On le constate, chacun a donc pu exprimer son point de vue, et ce n'est pas parce que les opposants au mariage pour les couples de même sexe n'ont pas réussi à convaincre que le débat n'a pas eu lieu.
À ceux qui s'inquiètent des prétendus bouleversements à venir, je rappelle après Erwann Binet que la France n'est ni le seul ni le premier pays à avoir ce débat. Les pays qui l'ont fait n'ont provoqué aucun bouleversement majeur, quoi qu'on en dise : ils ont simplement permis aux familles homoparentales d'entrer dans la normalité. Nulle part le chaos tant annoncé n'est survenu, pas davantage qu'il ne s'était produit en France après l'adoption du PACS, quoi que certains aient dit à l'époque.
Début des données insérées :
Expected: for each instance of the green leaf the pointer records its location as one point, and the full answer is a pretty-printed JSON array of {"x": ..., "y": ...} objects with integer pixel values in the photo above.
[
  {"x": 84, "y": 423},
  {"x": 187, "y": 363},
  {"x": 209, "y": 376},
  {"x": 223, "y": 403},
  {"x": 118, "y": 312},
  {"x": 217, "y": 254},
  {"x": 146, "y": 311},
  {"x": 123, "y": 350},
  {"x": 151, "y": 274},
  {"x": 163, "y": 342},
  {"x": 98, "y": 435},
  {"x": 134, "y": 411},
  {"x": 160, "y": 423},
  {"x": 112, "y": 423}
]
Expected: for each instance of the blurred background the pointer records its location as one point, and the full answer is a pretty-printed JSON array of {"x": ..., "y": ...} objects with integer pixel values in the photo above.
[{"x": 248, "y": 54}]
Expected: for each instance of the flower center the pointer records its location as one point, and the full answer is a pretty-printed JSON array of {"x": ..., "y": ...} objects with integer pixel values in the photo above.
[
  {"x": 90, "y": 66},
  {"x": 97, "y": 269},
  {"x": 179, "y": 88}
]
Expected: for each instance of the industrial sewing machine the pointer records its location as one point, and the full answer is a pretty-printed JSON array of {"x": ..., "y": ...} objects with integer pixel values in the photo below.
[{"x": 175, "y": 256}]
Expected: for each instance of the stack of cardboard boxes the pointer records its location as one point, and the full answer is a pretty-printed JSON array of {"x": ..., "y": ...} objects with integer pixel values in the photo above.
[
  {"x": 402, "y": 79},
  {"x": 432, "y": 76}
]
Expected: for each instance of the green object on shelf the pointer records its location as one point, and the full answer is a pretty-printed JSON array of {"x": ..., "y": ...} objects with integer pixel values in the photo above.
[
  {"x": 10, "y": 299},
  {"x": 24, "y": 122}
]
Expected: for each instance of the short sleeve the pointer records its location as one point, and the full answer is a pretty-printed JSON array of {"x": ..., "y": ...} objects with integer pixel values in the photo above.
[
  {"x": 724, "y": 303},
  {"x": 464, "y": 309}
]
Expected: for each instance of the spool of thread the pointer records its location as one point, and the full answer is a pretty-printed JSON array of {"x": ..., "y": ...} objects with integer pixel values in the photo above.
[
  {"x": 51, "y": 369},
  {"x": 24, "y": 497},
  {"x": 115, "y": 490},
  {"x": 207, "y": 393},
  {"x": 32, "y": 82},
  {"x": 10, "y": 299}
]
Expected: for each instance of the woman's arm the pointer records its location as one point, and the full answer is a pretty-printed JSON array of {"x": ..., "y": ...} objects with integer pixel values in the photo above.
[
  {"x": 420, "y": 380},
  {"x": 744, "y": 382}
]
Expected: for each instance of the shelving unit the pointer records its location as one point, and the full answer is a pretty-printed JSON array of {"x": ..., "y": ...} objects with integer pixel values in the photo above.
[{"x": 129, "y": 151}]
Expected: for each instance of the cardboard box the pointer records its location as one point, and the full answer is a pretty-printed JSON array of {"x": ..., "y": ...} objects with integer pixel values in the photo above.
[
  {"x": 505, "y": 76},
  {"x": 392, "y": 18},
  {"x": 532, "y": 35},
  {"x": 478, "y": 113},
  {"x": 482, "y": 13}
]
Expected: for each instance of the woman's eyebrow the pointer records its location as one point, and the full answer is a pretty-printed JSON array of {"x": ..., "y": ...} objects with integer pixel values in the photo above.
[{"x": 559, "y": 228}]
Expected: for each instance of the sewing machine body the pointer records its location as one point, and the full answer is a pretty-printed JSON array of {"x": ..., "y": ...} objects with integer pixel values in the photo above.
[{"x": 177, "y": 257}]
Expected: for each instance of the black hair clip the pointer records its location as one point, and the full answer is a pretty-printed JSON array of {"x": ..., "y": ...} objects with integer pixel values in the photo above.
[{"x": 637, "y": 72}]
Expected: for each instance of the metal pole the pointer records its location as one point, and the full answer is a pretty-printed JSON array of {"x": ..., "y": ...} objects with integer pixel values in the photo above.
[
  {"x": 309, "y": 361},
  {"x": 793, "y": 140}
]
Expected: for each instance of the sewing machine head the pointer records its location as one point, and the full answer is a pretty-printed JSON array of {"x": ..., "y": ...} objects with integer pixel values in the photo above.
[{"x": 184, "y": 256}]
Contre le PACS hier et contre le mariage aujourd'hui, les mêmes arguments sont utilisés. Certains en viennent même à soutenir le PACS et à proposer l'améliorer : ils ont visiblement besoin de davantage de temps pour se faire aux évolutions de notre pays. J'ai donc bon espoir…
Permettez-moi de vous citer les propos d'Hannie Van Leeuwen, sénatrice démocrate-chrétienne des Pays-Bas. En 2000, elle s'était opposée avec virulence au mariage pour tous. Cinq ans plus tard, elle a déclaré : « Après avoir vu de nombreux couples de gays et de lesbiennes se marier, je réalise maintenant que j'avais tort. Je ne m'explique même plus ce qui m'avait poussée à traiter les gays et les lesbiennes différemment des autres citoyens. »
Et comment ne pas évoquer le discours d'investiture de Barak Obama qui, la semaine dernière, le 21 janvier, déclarait : « Notre voyage ne sera pas terminé tant que nos femmes, nos mères et nos filles ne pourront gagner leur vie comme le méritent leurs efforts. Notre voyage ne sera pas terminé tant que nos frères et soeurs homosexuels ne seront pas traités comme tout le monde par la loi. »
Ce combat pour l'égalité, d'autres pays le mènent en même temps que nous. Soyons toujours en France à la pointe de ce combat contre les discriminations et pour l'acceptation des différences.
En revanche, comme il existe encore des pays qui condamnent pénalement l'homosexualité, nous avons soumis à votre examen un amendement touchant le code du travail et visant à permettre à un salarié – ou une salariée – marié à une personne de même sexe de refuser une mutation dans ces pays. Cet amendement, comme les autres amendements de la commission des affaires sociales, a été intégré au texte de la commission des lois.
Certains craignent que la loi vienne bousculer ce qu'ils appellent l'ordre familial naturel, sacralisé et idéalisé, voire religieux. Je leur rappelle que la loi régit le seul mariage civil. La République légifère dans l'intérêt de la société et de la protection de ses citoyens, de tous ses citoyens, et non pour défendre une conception religieuse de la famille.
Les Françaises et les Français savent que les cérémonies religieuses du mariage obéissent à d'autres exigences, dans le respect des croyances de chacun.
Sur le plan juridique, le droit a su prendre en compte les faits sociaux pour les encadrer et pour fixer des repères. Le mariage a ainsi constamment évolué pour incarner, à chaque époque, l'idéal du couple tel que la société l'envisageait. C'est ainsi que le mariage n'est plus cette institution machiste, inégalitaire et hypocrite qui donnait la primauté au masculin et cantonnait la femme à une sexualité procréatrice.
Le mariage est devenu libre et consenti librement. L'égalité des droits a remplacé la hiérarchie des sexes.